Pasca-musibah tsunami yang melanda Selat Sunda, Menteri Pekerjaan Umum dan Perumahan Rakyat (PUPR) Basuki Hadimuljono menyebut ada indikasi pelanggaran tata ruang atas bangunan yang rusak.
Letak bangunan tersebut berada dekat dengan bibir pantai, bahkan beberapa hanya berjarak sekitar lima meter. Keberadaan bangunan tersebut salah bila merujuk UU Tata Ruang.
Namun, Basuki mengaku, tak bisa menindak bangunan yang melanggar karena wewenang itu berada di ranah Kementerian ATR/BPN.
Menanggapi hal itu, Ketua Umum Ikatan Ahli Perencanaan (IAP) Bernardus Djonoputro menilai, banyaknya korban yang berjatuhan akibat tsunami karena adanya kekosongan kendali pemerintah pada sektor tata ruang.
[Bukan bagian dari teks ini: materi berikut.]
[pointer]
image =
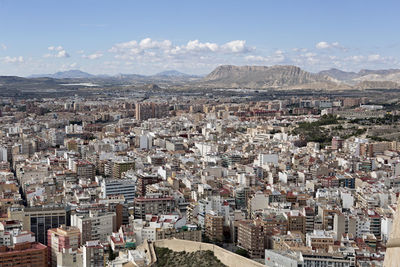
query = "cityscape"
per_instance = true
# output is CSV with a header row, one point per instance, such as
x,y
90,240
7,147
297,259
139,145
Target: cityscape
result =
x,y
223,155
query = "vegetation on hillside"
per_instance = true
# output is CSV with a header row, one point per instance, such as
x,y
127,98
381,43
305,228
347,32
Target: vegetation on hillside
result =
x,y
202,258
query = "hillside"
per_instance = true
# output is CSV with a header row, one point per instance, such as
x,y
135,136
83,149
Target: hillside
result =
x,y
202,258
263,77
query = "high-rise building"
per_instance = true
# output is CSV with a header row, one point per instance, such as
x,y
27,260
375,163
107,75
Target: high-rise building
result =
x,y
144,180
40,219
146,111
153,204
251,237
119,167
125,187
214,226
94,225
62,238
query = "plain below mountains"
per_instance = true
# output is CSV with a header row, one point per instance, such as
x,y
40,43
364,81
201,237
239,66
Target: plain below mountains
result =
x,y
284,77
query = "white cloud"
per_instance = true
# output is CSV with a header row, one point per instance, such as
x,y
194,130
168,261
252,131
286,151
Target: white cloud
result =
x,y
326,45
196,45
8,59
375,57
134,50
237,46
57,52
93,56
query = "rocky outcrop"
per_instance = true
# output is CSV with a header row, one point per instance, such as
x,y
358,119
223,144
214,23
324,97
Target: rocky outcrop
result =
x,y
262,77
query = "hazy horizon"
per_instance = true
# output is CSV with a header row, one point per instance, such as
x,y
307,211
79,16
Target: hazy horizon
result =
x,y
102,37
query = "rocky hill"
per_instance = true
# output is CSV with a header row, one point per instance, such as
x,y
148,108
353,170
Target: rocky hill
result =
x,y
202,258
264,77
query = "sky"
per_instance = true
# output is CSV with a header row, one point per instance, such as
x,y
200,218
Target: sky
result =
x,y
146,37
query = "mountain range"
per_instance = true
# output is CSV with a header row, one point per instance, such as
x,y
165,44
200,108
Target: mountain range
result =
x,y
286,77
78,74
292,77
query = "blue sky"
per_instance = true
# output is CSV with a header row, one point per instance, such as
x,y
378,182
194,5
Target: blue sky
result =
x,y
146,37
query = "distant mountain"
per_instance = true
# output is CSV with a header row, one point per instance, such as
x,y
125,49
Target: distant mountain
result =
x,y
379,72
339,74
69,74
172,73
264,77
225,76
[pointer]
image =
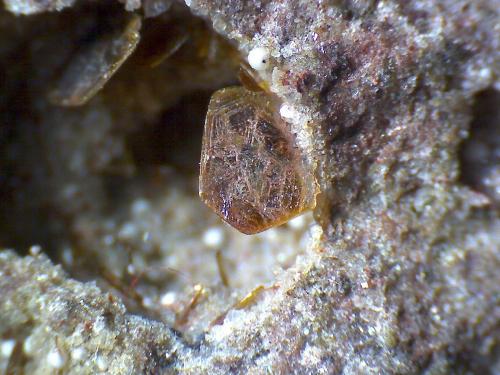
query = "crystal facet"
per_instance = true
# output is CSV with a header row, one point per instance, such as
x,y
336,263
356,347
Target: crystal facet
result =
x,y
251,175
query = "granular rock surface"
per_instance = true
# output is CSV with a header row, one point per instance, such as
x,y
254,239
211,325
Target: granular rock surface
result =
x,y
394,104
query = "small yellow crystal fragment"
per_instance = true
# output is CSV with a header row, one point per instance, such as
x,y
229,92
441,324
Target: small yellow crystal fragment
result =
x,y
94,64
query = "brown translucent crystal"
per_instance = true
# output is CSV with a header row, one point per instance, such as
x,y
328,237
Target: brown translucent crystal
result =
x,y
251,175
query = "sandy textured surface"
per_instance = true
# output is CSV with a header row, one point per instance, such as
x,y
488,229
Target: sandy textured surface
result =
x,y
394,104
"Tidak perlu merasa aneh kalau saat ini antar kementerian terkesan saling menunjuk. Sebenarnya penyebabnya karena memang saat ini pemerintah tidak punya satu kendali terhadap isu penataan ruang," kata dia lewat pesan singkat kepada Kompas.com, beberapa waktu lalu.
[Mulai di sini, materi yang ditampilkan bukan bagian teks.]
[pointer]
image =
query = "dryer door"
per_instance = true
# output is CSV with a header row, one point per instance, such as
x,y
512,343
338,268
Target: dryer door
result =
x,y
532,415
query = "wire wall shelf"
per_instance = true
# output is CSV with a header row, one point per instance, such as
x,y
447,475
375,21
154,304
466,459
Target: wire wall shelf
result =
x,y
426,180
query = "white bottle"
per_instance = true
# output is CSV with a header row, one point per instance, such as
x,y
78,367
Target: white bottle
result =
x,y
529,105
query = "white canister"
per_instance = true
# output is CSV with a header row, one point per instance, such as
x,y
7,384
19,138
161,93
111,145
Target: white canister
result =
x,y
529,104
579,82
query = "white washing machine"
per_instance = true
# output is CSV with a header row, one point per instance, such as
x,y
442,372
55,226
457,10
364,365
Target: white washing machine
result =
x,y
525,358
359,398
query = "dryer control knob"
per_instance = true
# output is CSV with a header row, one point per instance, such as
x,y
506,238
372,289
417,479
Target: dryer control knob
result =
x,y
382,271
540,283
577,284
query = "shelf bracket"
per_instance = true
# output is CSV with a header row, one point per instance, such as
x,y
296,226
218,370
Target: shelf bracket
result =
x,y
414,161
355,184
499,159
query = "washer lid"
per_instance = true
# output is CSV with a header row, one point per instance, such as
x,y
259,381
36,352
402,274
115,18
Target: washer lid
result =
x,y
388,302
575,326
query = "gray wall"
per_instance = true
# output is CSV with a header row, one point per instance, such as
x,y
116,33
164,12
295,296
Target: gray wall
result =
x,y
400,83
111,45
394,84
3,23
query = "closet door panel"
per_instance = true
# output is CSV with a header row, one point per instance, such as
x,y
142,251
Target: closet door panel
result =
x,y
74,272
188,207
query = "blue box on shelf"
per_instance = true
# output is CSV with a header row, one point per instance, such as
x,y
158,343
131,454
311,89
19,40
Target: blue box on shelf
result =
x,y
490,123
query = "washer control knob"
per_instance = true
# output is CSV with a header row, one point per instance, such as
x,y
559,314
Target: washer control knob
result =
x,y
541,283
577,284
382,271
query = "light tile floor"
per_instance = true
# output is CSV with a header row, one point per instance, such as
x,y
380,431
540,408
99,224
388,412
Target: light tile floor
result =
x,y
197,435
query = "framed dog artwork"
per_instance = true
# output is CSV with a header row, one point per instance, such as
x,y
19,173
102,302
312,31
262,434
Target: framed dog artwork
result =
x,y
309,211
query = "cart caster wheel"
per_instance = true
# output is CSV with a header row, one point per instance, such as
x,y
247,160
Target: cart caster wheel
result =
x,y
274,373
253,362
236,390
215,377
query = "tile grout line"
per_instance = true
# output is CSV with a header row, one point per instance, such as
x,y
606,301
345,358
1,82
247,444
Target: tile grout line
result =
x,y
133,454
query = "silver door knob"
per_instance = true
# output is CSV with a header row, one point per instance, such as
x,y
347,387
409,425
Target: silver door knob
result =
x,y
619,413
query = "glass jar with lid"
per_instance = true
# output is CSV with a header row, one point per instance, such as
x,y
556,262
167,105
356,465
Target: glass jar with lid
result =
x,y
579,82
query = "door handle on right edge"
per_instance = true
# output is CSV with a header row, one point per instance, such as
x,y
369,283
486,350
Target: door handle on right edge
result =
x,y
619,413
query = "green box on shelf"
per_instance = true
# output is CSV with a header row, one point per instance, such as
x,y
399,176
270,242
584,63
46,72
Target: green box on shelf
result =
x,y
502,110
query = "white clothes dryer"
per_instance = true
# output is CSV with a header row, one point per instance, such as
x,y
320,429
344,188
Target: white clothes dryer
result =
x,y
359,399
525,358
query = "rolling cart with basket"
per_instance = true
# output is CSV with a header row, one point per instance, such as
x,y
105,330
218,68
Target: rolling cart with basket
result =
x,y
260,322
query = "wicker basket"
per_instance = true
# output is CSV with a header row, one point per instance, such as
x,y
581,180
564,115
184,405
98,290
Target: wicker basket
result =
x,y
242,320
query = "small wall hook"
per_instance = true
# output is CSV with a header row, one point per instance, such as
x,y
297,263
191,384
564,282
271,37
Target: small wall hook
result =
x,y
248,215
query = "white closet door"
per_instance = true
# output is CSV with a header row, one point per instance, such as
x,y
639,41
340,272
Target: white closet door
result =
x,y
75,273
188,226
Beberapa jenis pelanggaran tata ruang yang sering terjadi antara lain pemanfaatan tata ruang yang tidak sesuai dengan peruntukkan seperti area terbuka hijau dijadikan pelabuhan, kios atau restoran.
Kemudian, adanya intensitas pembangunan bangunan yang tinggi, dimana seharusnya di lokasi tersebut pembangunan rendah.
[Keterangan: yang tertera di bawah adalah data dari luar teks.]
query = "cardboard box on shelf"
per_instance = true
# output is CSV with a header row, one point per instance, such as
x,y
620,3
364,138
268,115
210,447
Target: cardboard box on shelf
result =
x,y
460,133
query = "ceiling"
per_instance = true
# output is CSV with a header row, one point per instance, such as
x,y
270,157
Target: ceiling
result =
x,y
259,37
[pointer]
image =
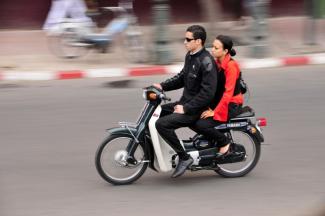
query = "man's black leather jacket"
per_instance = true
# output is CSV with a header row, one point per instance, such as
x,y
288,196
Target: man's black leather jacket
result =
x,y
199,79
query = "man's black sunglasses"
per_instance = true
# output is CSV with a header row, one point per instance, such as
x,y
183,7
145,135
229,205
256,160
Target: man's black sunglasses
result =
x,y
189,39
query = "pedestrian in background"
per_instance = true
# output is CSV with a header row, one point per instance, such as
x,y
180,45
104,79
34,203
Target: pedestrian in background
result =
x,y
61,9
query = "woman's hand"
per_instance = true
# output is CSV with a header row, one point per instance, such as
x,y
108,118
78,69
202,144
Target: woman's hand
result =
x,y
207,113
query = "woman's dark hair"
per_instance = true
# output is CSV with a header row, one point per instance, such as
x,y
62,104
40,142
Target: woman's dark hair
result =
x,y
198,32
227,44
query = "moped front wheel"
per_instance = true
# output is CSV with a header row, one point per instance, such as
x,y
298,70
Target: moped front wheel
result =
x,y
112,164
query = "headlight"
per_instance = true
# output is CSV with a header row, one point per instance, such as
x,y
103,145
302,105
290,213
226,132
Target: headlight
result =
x,y
144,94
149,95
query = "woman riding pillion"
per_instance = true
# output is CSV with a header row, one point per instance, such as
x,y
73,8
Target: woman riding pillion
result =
x,y
229,99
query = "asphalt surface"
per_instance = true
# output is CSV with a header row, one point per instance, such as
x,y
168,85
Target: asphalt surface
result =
x,y
50,131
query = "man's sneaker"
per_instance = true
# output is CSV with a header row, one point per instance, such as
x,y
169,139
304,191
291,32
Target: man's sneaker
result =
x,y
182,166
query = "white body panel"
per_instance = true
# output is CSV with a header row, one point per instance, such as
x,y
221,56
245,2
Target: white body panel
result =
x,y
163,151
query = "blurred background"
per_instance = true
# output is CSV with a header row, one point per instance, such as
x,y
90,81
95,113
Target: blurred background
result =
x,y
260,29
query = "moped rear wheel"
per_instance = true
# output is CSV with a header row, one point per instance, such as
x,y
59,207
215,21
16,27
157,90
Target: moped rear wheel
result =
x,y
111,161
253,151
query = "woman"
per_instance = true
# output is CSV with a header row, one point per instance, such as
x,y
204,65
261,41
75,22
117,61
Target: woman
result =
x,y
228,97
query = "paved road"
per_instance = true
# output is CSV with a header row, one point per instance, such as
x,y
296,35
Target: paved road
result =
x,y
50,131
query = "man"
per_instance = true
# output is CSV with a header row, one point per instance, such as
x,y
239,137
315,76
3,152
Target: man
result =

Hal lain seperti menambah struktur daratan atau reklamasi dan pembangunan di sepanjang pantai yang hanya mengandalkan infrastruktur jalan yang ada tanpa melakukan riset tentang resiko bencana.
"Kita hanya fokus dan perkuat di tanggap bencana. Sementara, tidak ada satu kementerian pun yang punya satu komando untuk tata ruang," kata Bernardus.
"Otomatis pelanggaran-pelanggaran tata ruang terjadi di hampir semua kawasan pesisir. Korban selalu banyak karena terjadi pelanggaran dan pemanfaatan ruang yang tidak terkendali," imbuh Bernardus.
Ia mengingatkan, pembangunan di wilayah sepadan pantai harus diatur dalam sebuah aturan dan ditegakkan. Meski demikian, bukan berarti wilayah tersebut tidak boleh dibangun.
"Pada saat penentuan KDB dan KLB dalam RDTR, harus menyertakan resiko bencana. Karena sepanjang bisa dikelola resikonya, kenapa harus dilarang," ujarnya.
Selain itu, harus ada satu komando pemerintah untuk pengembangan infrastruktur baik konektivitas, urban maupun infrastruktur logistik di pesisir.
"Basis utamanya harus tata ruang dan resiko bencana tata ruang," tandasnya.